Desensitizing condoms work through the same principle in two ways. Thicker condoms reduce sensation mechanically by adding a barrier. Delay condoms go further by lining the inside with a small amount of benzocaine or lidocaine that numbs the tip of the penis. These are available over the counter and are a good low-commitment option to try first.
Prescription Medications
Because serotonin inhibits the ejaculatory reflex, medications that increase serotonin levels in the brain can significantly delay ejaculation. The International Society for Sexual Medicine supports the off-label use of several antidepressants for this purpose, including paroxetine, sertraline, citalopram, and fluoxetine, taken daily at low doses.
A medication called dapoxetine was specifically developed for on-demand use before sex, and it’s approved in many countries outside the United States. Studies found that 30 mg and 60 mg doses were similarly effective, but the higher dose caused more side effects and significantly more men dropped out of trials because of them. Across all the antidepressant-based treatments, side effects (nausea, dizziness, fatigue, reduced libido) cause a meaningful number of men to stop treatment. About 1 in 33 men in clinical trials quit because of adverse effects.
These medications require a prescription and a conversation with a doctor. They’re typically reserved for cases where behavioral strategies and topical treatments haven’t provided enough improvement.
Managing Performance Anxiety
If anxiety is a significant driver, addressing the mental side can be as important as any physical technique. Cognitive behavioral therapy works on both the thought patterns (“I’m going to finish too fast and disappoint her”) and the behavioral responses (muscle tension, shallow breathing, avoidance of intimacy) that feed the cycle.
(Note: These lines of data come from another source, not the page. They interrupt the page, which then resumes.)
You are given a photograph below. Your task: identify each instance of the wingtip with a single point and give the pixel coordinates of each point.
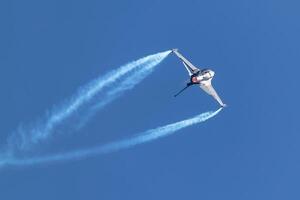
(224, 105)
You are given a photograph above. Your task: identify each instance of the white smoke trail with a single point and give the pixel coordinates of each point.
(24, 139)
(127, 84)
(144, 137)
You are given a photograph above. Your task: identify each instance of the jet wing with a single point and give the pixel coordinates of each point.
(188, 65)
(208, 88)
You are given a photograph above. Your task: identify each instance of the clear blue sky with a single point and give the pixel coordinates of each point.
(249, 151)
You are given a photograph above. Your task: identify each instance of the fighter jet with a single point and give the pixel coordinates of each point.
(199, 77)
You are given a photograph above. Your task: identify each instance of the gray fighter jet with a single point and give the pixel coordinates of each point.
(199, 77)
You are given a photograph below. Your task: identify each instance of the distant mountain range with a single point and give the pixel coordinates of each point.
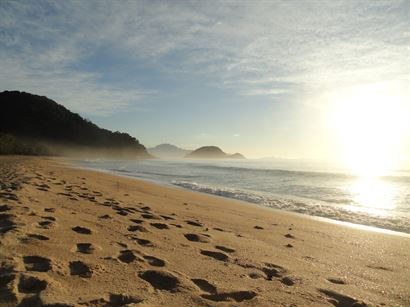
(212, 152)
(168, 151)
(31, 124)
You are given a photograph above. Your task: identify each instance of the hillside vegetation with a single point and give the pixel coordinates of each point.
(37, 121)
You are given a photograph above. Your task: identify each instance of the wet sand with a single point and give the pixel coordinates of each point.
(73, 237)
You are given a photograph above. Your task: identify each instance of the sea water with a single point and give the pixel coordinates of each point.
(383, 202)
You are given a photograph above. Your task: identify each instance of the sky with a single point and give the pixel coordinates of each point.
(264, 78)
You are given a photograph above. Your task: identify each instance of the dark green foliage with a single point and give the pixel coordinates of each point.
(10, 145)
(43, 121)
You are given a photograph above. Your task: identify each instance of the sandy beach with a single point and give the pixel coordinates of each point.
(72, 237)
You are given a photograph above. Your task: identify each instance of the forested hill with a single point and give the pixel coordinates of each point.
(39, 120)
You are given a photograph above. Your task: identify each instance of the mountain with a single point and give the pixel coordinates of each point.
(168, 151)
(212, 152)
(32, 120)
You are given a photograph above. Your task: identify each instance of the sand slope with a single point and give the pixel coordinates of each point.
(71, 237)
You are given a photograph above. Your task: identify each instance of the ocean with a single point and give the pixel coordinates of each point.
(382, 202)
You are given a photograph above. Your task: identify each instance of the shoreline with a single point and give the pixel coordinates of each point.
(370, 228)
(87, 238)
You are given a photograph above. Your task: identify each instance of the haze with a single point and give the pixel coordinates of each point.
(325, 80)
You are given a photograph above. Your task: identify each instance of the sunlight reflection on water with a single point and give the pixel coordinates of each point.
(373, 195)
A therapist specializing in sexual health will typically combine talk-based cognitive work with structured behavioral exercises you practice between sessions. One common approach is desensitization, where you gradually expose yourself to the situations that trigger overexcitement in a controlled, lower-pressure way. This might start with non-penetrative touch and progress step by step toward full intercourse as your comfort and control improve.
Open communication with your partner is a consistent theme in the research. Anxiety thrives on silence. When both partners understand what’s happening and can adjust together, the pressure drops considerably, and for some men that alone makes a noticeable difference.
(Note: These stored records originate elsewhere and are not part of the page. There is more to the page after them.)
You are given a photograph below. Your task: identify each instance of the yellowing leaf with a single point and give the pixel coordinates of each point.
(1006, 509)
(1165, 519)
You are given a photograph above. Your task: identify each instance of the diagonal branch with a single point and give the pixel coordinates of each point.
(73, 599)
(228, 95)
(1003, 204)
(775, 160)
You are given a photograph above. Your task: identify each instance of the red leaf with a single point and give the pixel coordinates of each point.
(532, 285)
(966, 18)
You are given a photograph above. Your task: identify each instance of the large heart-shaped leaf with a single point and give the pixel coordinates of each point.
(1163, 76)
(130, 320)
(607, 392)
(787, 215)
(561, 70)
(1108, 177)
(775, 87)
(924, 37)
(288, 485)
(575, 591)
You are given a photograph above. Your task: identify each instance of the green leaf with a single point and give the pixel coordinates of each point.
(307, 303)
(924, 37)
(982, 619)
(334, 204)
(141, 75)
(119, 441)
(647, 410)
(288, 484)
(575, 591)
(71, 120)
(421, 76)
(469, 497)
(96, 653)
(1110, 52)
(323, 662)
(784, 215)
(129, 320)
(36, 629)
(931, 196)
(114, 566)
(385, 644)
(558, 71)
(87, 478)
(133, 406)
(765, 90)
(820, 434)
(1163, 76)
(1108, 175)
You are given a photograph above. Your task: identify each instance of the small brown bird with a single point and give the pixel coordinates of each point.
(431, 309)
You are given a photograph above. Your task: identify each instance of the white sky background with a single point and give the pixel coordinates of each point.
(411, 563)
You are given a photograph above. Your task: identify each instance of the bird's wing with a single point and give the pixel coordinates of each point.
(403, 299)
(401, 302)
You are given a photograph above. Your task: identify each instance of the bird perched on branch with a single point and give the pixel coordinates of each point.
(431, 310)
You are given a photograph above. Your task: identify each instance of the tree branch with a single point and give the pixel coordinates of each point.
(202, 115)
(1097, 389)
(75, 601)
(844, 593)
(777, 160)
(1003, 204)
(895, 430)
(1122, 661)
Combining Approaches for Better Results
Most sexual health specialists recommend layering strategies rather than relying on one. A practical combination might look like this: start pelvic floor exercises as a long-term investment, use a desensitizing condom or spray for more immediate help, practice the stop-start technique during both solo and partnered sex, and address any underlying anxiety through open conversation or professional support. Each approach targets a different piece of the puzzle, whether it’s nerve sensitivity, muscle control, brain chemistry, or mental state. The men who see the most improvement tend to be the ones willing to experiment across categories rather than looking for a single fix.